Will your business be able to maintain operations if you’re injured?
My name is Stuart Rich and I have been a general dentist for the past 30 years. After graduating from university, I made the decision to immediately go into private practice– a choice that I felt would enable me to work closely with my patients to develop familiar and trusting relationships with them over time. I very much enjoy getting to hear about my patient’s updates about their children or weddings, for example, and I wouldn’t trade this decision for the world.
Since I opened my doors, things have been going very well for me. I was fortunate to have multiple hygienists working with me each day and I even had an associate for the last 6 or 7 years. I was so proud of what I’d built, and I was receiving a tremendous amount of positive feedback from my patients. I was truly living the dream.
During this time, I had been ignoring some nagging back pain that I simply attributed to being an overweight, too tall, out-of-shape dentist. I had put up with it for quite some time when I eventually thought I should really get it looked at – so I did. When I went for my appointment, I assumed the doctors were going to tell me I had a bulging disk or something small that might require some surgery; that I might require some time off.
Reality quickly came crashing down on me when the office called me back the day after I had my MRI and said the doctor needed to see me right away. I was scared and nervous, but I went in regardless – this needed to be addressed if I wanted to continue working.
During my urgent follow-up appointment, the doctor proceeded to throw the MRI image up on the screen and said that while he didn’t know what the mass was, it was quite serious. I had a large tumor and it was directly inside of my spine. In that moment, I don’t know if I have ever felt so terrified and hopeless in my entire life.

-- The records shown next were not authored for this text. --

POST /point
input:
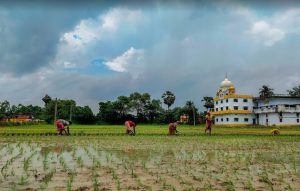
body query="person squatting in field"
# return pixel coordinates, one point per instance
(130, 127)
(208, 123)
(61, 125)
(172, 128)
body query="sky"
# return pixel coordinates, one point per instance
(98, 50)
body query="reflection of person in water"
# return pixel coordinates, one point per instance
(63, 126)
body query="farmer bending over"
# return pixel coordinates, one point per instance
(130, 127)
(61, 124)
(172, 128)
(208, 124)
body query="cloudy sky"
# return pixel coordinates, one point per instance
(96, 51)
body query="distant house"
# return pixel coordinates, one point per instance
(235, 109)
(25, 117)
(278, 110)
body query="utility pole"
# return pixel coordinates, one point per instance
(55, 111)
(194, 116)
(71, 107)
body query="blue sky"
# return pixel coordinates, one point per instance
(95, 51)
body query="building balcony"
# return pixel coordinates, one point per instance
(232, 112)
(278, 108)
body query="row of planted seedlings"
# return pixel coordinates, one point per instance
(81, 164)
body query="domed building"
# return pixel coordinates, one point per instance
(231, 108)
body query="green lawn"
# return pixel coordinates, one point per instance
(103, 158)
(144, 130)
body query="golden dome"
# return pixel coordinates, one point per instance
(226, 83)
(232, 87)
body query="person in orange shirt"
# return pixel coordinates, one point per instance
(173, 128)
(208, 123)
(130, 127)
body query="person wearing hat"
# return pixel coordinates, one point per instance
(61, 125)
(172, 128)
(208, 123)
(130, 127)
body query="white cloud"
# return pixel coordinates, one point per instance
(267, 33)
(112, 20)
(69, 64)
(76, 46)
(129, 61)
(271, 29)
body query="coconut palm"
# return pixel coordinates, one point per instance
(265, 91)
(191, 105)
(295, 91)
(208, 102)
(169, 98)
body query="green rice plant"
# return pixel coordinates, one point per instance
(63, 163)
(79, 161)
(249, 186)
(265, 178)
(23, 180)
(95, 181)
(48, 177)
(133, 174)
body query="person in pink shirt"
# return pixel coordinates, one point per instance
(208, 124)
(130, 127)
(173, 128)
(61, 126)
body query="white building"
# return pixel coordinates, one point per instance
(278, 110)
(231, 108)
(235, 109)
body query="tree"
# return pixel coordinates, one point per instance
(265, 91)
(4, 107)
(208, 102)
(46, 99)
(191, 107)
(63, 109)
(153, 110)
(295, 91)
(169, 98)
(84, 115)
(138, 103)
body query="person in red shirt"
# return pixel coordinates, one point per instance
(130, 127)
(208, 123)
(61, 125)
(172, 128)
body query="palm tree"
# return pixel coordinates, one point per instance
(208, 102)
(46, 99)
(190, 105)
(265, 91)
(295, 91)
(169, 98)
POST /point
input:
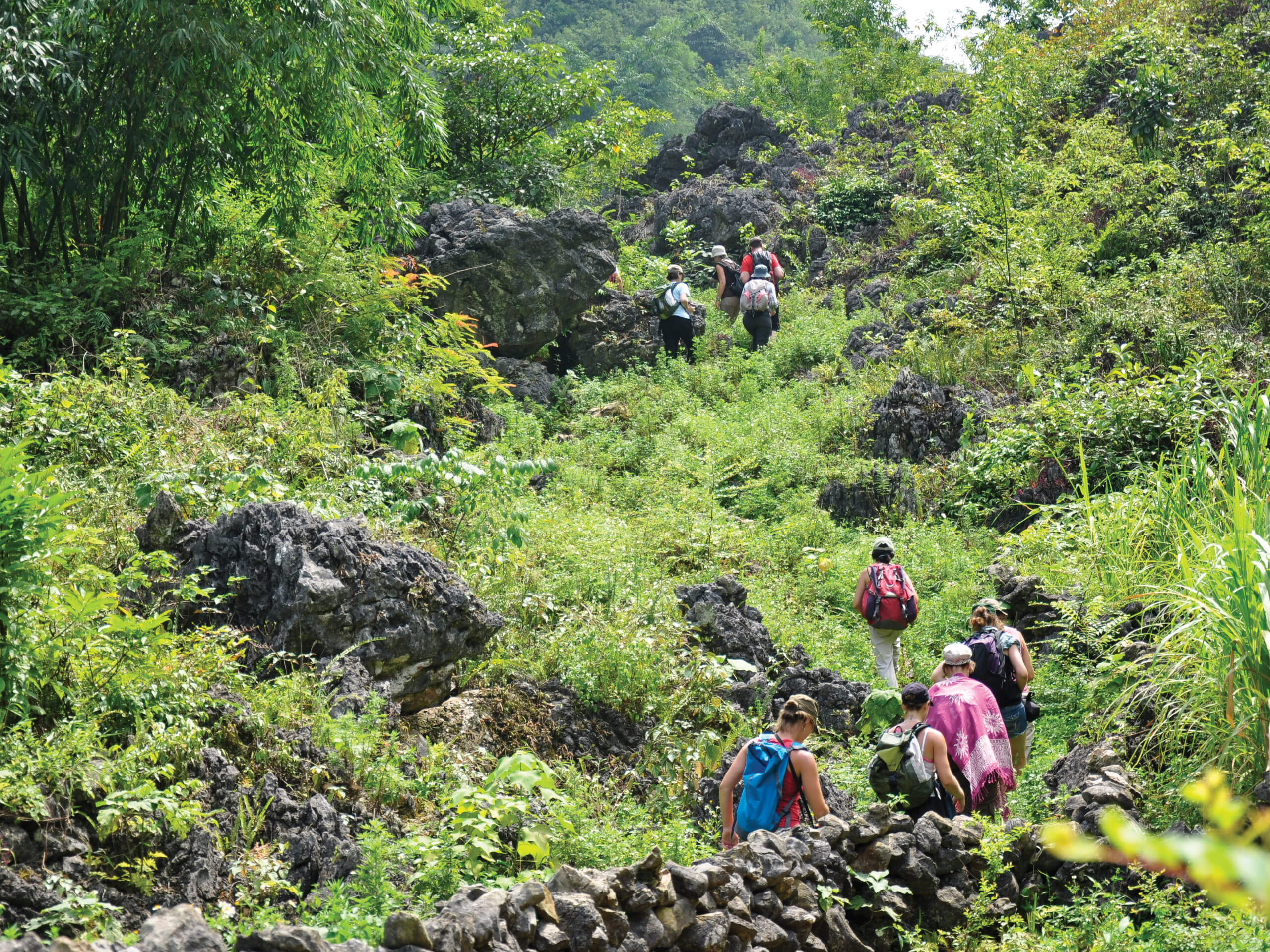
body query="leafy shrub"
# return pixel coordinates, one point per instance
(846, 202)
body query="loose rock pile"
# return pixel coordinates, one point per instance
(917, 419)
(618, 333)
(312, 586)
(1096, 778)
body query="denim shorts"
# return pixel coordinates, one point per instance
(1016, 719)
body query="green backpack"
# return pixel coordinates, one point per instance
(893, 772)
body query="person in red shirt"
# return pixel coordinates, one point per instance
(758, 255)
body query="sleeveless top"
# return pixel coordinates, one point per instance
(790, 790)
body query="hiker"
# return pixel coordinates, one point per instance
(964, 711)
(760, 306)
(911, 757)
(888, 602)
(674, 309)
(759, 255)
(728, 272)
(779, 772)
(999, 664)
(1030, 706)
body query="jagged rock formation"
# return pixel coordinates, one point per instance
(872, 294)
(1094, 777)
(1032, 611)
(623, 332)
(524, 280)
(917, 419)
(312, 586)
(726, 625)
(870, 495)
(881, 121)
(530, 380)
(840, 700)
(717, 210)
(219, 366)
(724, 134)
(547, 719)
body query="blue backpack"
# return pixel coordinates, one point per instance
(766, 762)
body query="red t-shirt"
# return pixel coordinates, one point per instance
(789, 792)
(747, 264)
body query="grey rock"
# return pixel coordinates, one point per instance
(951, 907)
(550, 939)
(529, 379)
(178, 930)
(23, 899)
(581, 921)
(717, 210)
(870, 294)
(525, 280)
(770, 936)
(404, 928)
(928, 837)
(723, 137)
(688, 881)
(647, 927)
(327, 587)
(726, 624)
(284, 939)
(675, 919)
(916, 420)
(196, 867)
(708, 933)
(870, 495)
(837, 935)
(619, 332)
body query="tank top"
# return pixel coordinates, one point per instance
(790, 789)
(917, 751)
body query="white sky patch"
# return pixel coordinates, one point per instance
(948, 17)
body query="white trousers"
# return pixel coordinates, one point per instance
(886, 645)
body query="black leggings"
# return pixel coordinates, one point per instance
(760, 327)
(675, 332)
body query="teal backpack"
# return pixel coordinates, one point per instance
(766, 763)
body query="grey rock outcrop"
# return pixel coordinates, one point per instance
(717, 210)
(619, 333)
(524, 280)
(726, 624)
(1092, 777)
(916, 420)
(219, 366)
(312, 586)
(724, 134)
(840, 700)
(870, 294)
(872, 494)
(529, 379)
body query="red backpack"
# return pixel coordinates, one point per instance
(890, 601)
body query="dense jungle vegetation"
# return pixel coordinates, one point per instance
(1091, 224)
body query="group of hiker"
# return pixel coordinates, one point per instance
(747, 290)
(953, 747)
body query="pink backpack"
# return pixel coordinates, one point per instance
(890, 599)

So many questions were running through my head. I was worried about my family, my practice, my patients, and my staff. What would happen to them? What was going to happen to me?
Not long after, I went into surgery thinking it was cancer and wondering if I would survive it or, most certainly, wondering if I would be in a wheelchair when it was over.
That day was the shortest day of my life and the longest day for my wife and children. I hope to never put them through that again.
The good news was that it was not cancer. The bad news, however, was that the surgeon recommended I never go back into general dentistry – it could be dangerous for my health. For someone who is extremely passionate about what I do, like most us in the field, this was devastating news to hear.
Fortunately, about 12 or 13 years ago, I had joined a group of other dentists through Dental Safety Net. This group was ultimately a godsend to my wife and I, as the fate of my practice was one less thing we had to worry about. I wasn’t going back to dentistry, but I knew I had this big practice, not only with patients to take care of, but with staff who were loyal and excellent at what they do. I care about them tremendously. In that moment, I knew I needed to keep them working and I certainly didn’t want to lose them.
So, my group of Dental Safety Net colleagues stepped in very quickly to support me, my practice, and my family. The coordinator arranged the schedule on my behalf and provided a huge sense of relief and peace of mind for my team and my patients. All I had to do was focus on recovering, regaining my strength, and putting faith into my support network to do the rest.
The interesting thing I found out later was that my patients thought it was really cool that some of my colleagues of mine were stepping in to take care of my staff, of them, and of me. In fact, several of them mentioned that. As a result, they were much more accepting of the turmoil that was being caused in their life, because they could see I had
a huge network of friends who were helping me out. I think they really liked that – I did too.
Now, when I look back and reflect upon my experience, I do feel some angst about what could have happened had I not decided to become part of the Dental Safety Net family.
But, that being said, I mainly feel a huge sense of gratitude and relief – it is an experience I will never forget.
To my colleagues reading my story, I feel it’s important to remind you all that while we sometimes may feel invincible, we cannot stop the inevitable. Be prepared before it’s too late – you owe it to your family, your patients, your staff, and yourself.
Stuart Rich has transitioned to treating sleep apnea patients with dental solutions and practices in Auburn, WA. Rich has practiced general dentistry for the past 30 years and is well-loved as an outgoing and reputable dentist in his community.